L’uccisione di Saleh al-Arouri
L’obiettivo è stato scelto con cura, visto che Arouri era l’anello di congiunzione tra la citata Hamas, l’Iran ed Hezbollah. L’uomo aveva una certa influenza anche in Cisgiordania, dove è nato e dove la violenza è aumentata vertiginosamente negli ultimi mesi. C’è chi, nel governo israeliano, riteneva che il 57enne potesse addirittura sapere in anticipo del piano dell’assalto del 7 ottobre.
Ma la conferma della rilevanza della figura di Arouri stava nella taglia da 10 milioni di dollari che gli Stati Uniti avevano messo sulla sua testa. Gli Usa lo avevano etichettato come un “terrorista globale” nel 2015 emettendo una ricompensa di 5 milioni di dollari in cambio di qualsiasi informazione su di lui, poi raddoppiata.
Descritto come una sorta di trait d’union tra il ramo militare di Hamas e il volto più presentabile dell’organizzazione, Arouri, 57 anni, era tra le principali figure dell’ufficio politico dell’organizzazione. Nello specifico, era il vice capo dell’ufficio politico del gruppo filo palestinese, nonché uno dei fondatori dell’ala armata del gruppo, le Brigate Qassam. Viveva in esilio in Libano dopo aver trascorso 15 anni in una prigione israeliana. Prima dell’inizio della guerra, il primo ministro israeliano Benjamin Netanyahu aveva minacciato di ucciderlo.
L’uomo chiave di Hamas
Arouri contava sulla protezione di Hezbollah e pensava di essere al sicuro. Nelle ultime settimane aveva assunto il ruolo di portavoce di Hamas rilasciando interviste e dettando condizioni per il rilascio dei prigionieri che il gruppo trattiene ancora nella Striscia di Gaza. Per quanto riguarda la sua biografia, è stato coinvolto nell’attivismo islamico quando era studente all’università di Hebron a metà degli anni ’80. Si è unito ad Hamas subito dopo la sua fondazione, in seguito alla prima Intifada, contribuendo a creare l’ala militare di Hamas, le brigate Izz al-Din al-Qassem.
Incarcerato da Israele nel 1992, come ha evidenziato il Guardian, Arouri ha trascorso quasi tutti i successivi 18 anni in prigione. Nel 2010, ha contribuito a negoziare il rilascio da parte di Israele di oltre 1.000 prigionieri palestinesi in cambio di un soldato israeliano. Con sede prima in Siria, poi in Qatar e infine in Libano, l’uomo si era quindi costruito la reputazione di operatore astuto con contatti in tutto il Medio Oriente, ma in particolare con l’Iran.
Già membro del potente “politburo” di Hamas, Arouri era stato eletto vice di Ismail Haniyeh, leader dell’organizzazione, nel 2017. Da allora era diventato un emissario di alto profilo del gruppo, coinvolto in quasi tutte le principali decisioni politiche e un portavoce chiave.

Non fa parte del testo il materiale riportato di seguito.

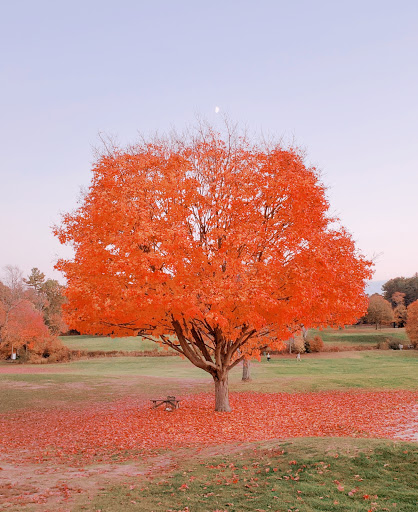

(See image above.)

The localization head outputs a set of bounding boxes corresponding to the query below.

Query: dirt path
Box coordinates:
[0,391,418,512]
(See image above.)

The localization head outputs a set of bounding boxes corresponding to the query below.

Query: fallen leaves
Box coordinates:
[0,391,418,471]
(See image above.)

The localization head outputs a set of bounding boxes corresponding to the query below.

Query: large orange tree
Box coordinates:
[55,127,371,411]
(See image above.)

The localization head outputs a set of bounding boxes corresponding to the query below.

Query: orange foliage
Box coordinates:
[309,336,324,352]
[0,391,417,466]
[2,300,50,349]
[405,300,418,348]
[55,128,371,410]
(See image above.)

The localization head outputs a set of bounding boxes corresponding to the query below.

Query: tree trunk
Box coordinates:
[213,374,231,412]
[242,359,251,382]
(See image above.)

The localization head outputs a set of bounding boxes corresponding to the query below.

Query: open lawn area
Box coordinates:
[309,325,408,346]
[0,348,418,512]
[60,336,167,352]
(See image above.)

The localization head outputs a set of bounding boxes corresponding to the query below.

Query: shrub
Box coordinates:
[308,335,324,352]
[405,300,418,348]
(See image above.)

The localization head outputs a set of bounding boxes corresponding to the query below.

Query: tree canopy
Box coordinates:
[382,273,418,306]
[55,127,371,410]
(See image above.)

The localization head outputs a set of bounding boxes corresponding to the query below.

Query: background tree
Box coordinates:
[0,265,63,355]
[40,279,68,334]
[55,125,371,411]
[366,293,393,329]
[382,273,418,307]
[405,300,418,348]
[392,292,407,327]
[24,267,45,293]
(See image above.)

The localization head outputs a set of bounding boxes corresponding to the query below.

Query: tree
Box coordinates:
[393,304,408,327]
[366,293,393,329]
[0,265,63,355]
[405,300,418,348]
[40,279,67,334]
[241,359,251,382]
[382,273,418,306]
[24,267,45,292]
[23,268,67,334]
[55,125,371,411]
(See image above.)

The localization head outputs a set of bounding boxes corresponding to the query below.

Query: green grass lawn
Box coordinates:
[60,336,163,352]
[309,325,408,346]
[0,350,418,512]
[0,350,418,412]
[81,438,418,512]
[60,326,408,352]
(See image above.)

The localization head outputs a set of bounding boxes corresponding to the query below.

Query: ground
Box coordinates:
[0,328,418,512]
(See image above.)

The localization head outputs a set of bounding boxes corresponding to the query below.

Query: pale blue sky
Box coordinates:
[0,0,418,280]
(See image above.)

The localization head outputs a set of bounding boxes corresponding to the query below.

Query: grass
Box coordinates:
[309,325,408,346]
[60,336,163,352]
[82,438,418,512]
[0,350,418,412]
[0,350,418,512]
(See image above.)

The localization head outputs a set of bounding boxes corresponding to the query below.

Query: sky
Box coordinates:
[0,0,418,283]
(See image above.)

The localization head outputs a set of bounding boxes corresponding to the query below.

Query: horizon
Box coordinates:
[0,0,418,283]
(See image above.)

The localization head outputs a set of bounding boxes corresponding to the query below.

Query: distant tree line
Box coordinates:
[362,273,418,347]
[0,265,67,360]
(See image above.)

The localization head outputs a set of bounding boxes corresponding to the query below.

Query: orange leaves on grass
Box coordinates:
[0,391,417,466]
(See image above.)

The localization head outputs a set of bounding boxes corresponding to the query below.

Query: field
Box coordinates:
[0,329,418,512]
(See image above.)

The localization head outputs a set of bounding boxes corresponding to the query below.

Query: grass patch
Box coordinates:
[309,325,409,346]
[0,350,418,411]
[83,439,417,512]
[60,336,167,352]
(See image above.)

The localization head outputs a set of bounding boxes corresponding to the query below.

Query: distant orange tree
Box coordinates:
[405,300,418,348]
[55,126,371,411]
[366,293,394,329]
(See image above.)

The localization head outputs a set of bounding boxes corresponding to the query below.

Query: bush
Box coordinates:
[307,335,324,352]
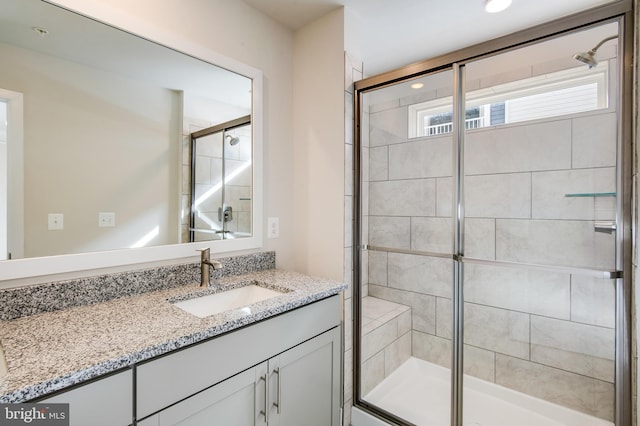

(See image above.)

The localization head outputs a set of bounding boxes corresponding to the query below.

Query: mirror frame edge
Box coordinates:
[0,0,264,288]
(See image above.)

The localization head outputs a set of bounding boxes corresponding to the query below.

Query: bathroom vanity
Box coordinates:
[0,255,344,426]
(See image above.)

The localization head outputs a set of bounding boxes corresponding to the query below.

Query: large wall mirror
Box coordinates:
[0,0,262,281]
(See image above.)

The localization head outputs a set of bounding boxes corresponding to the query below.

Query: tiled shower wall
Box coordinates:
[363,65,616,420]
[180,117,252,242]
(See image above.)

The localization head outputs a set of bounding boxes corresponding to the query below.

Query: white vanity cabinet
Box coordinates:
[136,296,341,426]
[37,370,133,426]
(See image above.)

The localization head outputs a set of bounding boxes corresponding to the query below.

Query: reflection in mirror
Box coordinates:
[188,116,252,241]
[0,0,255,259]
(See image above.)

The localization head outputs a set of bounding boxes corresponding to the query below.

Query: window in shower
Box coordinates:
[408,60,613,137]
[354,15,630,426]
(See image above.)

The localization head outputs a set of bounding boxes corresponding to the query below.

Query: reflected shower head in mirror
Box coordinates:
[225,135,240,146]
[573,35,618,68]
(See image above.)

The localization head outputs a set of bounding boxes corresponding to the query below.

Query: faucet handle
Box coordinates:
[196,247,211,262]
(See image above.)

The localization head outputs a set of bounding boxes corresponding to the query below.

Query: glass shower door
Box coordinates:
[462,23,621,426]
[356,70,456,426]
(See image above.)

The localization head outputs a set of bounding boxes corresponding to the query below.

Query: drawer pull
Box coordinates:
[273,368,282,414]
[260,374,269,423]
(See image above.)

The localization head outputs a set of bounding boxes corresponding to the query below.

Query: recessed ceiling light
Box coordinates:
[31,27,49,37]
[484,0,511,13]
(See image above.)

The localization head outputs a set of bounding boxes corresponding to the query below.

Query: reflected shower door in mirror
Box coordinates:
[187,116,252,242]
[0,0,261,262]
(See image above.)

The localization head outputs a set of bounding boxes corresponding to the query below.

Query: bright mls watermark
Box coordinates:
[0,404,69,426]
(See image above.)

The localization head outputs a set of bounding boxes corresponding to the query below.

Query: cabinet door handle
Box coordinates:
[273,367,282,414]
[260,374,269,423]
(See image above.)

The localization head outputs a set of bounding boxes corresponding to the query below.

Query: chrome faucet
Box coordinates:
[199,248,222,287]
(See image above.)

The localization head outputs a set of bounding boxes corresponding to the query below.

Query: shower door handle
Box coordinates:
[593,220,618,234]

Poco dopo gli attacchi del 7 ottobre, Arouri aveva incontrato Hassan Nasrallah, il leader di Hezbollah, per discutere le strategie su come ottenere “una vera vittoria nella guerra con Israele”.
Il negoziatore
Pare inoltre che Arouri abbia avuto un ruolo chiave nei colloqui mediati dal Qatar, che hanno portato al rilascio di alcuni dei 240 ostaggi presi da Hamas. Esperti in Israele hanno affermato che il negoziatore veterano fosse responsabile della stesura degli elenchi di coloro che sarebbero stati rilasciati da entrambe le parti.

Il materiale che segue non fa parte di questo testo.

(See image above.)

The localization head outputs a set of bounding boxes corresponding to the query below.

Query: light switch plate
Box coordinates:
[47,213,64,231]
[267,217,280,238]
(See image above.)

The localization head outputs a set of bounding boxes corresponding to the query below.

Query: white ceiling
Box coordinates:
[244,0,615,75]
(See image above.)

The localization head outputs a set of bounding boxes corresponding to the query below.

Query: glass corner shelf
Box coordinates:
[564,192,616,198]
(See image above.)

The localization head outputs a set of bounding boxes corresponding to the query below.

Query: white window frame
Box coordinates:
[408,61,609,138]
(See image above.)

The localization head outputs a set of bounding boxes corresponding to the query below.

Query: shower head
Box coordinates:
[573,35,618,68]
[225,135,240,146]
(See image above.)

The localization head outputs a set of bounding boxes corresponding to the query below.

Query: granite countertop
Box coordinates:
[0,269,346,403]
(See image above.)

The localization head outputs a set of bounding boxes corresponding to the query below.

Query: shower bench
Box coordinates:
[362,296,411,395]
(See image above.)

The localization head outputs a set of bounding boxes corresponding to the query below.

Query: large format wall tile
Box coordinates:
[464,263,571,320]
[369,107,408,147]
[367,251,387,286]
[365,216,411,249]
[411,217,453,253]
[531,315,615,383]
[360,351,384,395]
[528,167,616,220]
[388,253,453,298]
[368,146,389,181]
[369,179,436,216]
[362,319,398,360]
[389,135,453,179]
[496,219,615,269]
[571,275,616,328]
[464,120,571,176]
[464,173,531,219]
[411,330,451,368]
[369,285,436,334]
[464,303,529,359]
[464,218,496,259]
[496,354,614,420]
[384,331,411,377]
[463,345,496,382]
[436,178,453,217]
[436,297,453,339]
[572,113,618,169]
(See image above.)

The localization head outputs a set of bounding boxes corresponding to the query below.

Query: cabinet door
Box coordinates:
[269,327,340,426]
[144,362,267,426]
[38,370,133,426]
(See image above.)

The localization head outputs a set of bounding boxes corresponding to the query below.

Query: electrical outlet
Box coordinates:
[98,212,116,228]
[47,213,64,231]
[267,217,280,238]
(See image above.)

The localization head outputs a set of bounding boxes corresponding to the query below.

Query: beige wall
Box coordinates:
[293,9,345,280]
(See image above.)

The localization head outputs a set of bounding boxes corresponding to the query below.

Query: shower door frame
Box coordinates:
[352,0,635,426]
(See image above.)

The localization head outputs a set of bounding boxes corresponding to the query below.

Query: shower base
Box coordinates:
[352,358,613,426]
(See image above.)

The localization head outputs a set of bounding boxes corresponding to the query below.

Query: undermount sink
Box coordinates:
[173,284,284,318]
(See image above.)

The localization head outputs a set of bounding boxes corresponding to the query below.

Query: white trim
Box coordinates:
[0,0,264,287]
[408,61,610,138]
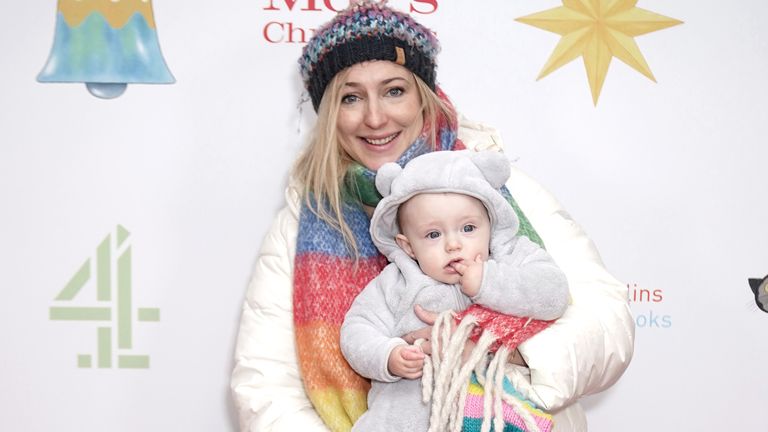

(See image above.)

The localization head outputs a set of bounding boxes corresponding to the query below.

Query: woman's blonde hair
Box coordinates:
[292,68,455,260]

Sebbene non vi sia stata alcuna risposta ufficiale da parte di Israele sulla morte del funzionario di Hamas, Mark Regev, consigliere di Netanyahu, ha dichiarato all’organo di stampa statunitense MSNBC che Israele non si assume la responsabilità di questo attacco. Ma, ha aggiunto, “chiunque sia stato, deve essere chiaro: questo non è stato un attacco allo Stato libanese”. Il primo ministro ad interim del Libano, Najib Mikati, ha condannato l’attacco al sobborgo di Beruit e ha affermato che si tratta di un “nuovo crimine israeliano“, nonché di un tentativo di trascinare il Libano nella guerra.